Adductor Rocks
Adductor Rocks are a dynamic mobility exercise designed to mobilize tight inner thighs and improve hip joint flexibility. By extending one leg and rocking the hips back, this movement actively stretches the adductor muscles while reinforcing a neutral spine.
Iridium assigns this exercise based on your specific warmup preferences, typically placing it at the start of lower-body sessions to mobilize the hips for deep squatting patterns.

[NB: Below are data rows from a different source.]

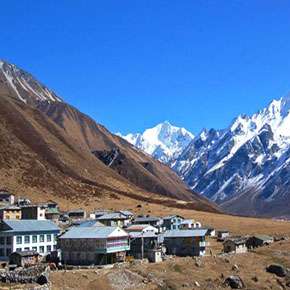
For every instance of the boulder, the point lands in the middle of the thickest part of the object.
(235, 282)
(277, 269)
(42, 279)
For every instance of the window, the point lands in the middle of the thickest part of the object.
(26, 239)
(18, 240)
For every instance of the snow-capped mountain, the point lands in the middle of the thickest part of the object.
(246, 167)
(164, 141)
(23, 86)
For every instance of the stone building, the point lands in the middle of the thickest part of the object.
(93, 245)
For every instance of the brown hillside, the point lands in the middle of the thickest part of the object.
(48, 145)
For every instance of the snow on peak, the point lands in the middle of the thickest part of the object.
(24, 86)
(163, 142)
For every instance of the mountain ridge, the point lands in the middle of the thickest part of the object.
(61, 139)
(244, 167)
(164, 141)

The system classifies this as a low-impact mobility drill, ensuring it prepares the joint without counting toward your Maximum Recoverable Volume limits for the quadriceps or hip flexors.
Form Cues
- Start on all fours with one leg extended straight out to the side
- Keep the sole of your extended foot flat against the floor
- Maintain a flat back as you push your hips backward toward your heels
- Exhale deeply as you sink into the stretch
- Return to the starting position with a controlled forward motion
- Don't allow your lower back to round or arch excessively
- Don't let the foot of the extended leg lift off the ground
- Don't bounce or use momentum to force the stretch
- Don't hold your breath while rocking back
Common Mistakes
- Rounding the lumbar spine
- Lifting the foot edge
- Rocking too fast
- Hyperextending the neck
- Overstretching into pain
Muscles Worked
This exercise primarily isolates the adductor magnus, longus, and brevis muscles of the inner thigh, promoting length and tissue quality. It also dynamically mobilizes the hip capsule and engages the core stabilizers to maintain pelvic neutrality during the rocking motion.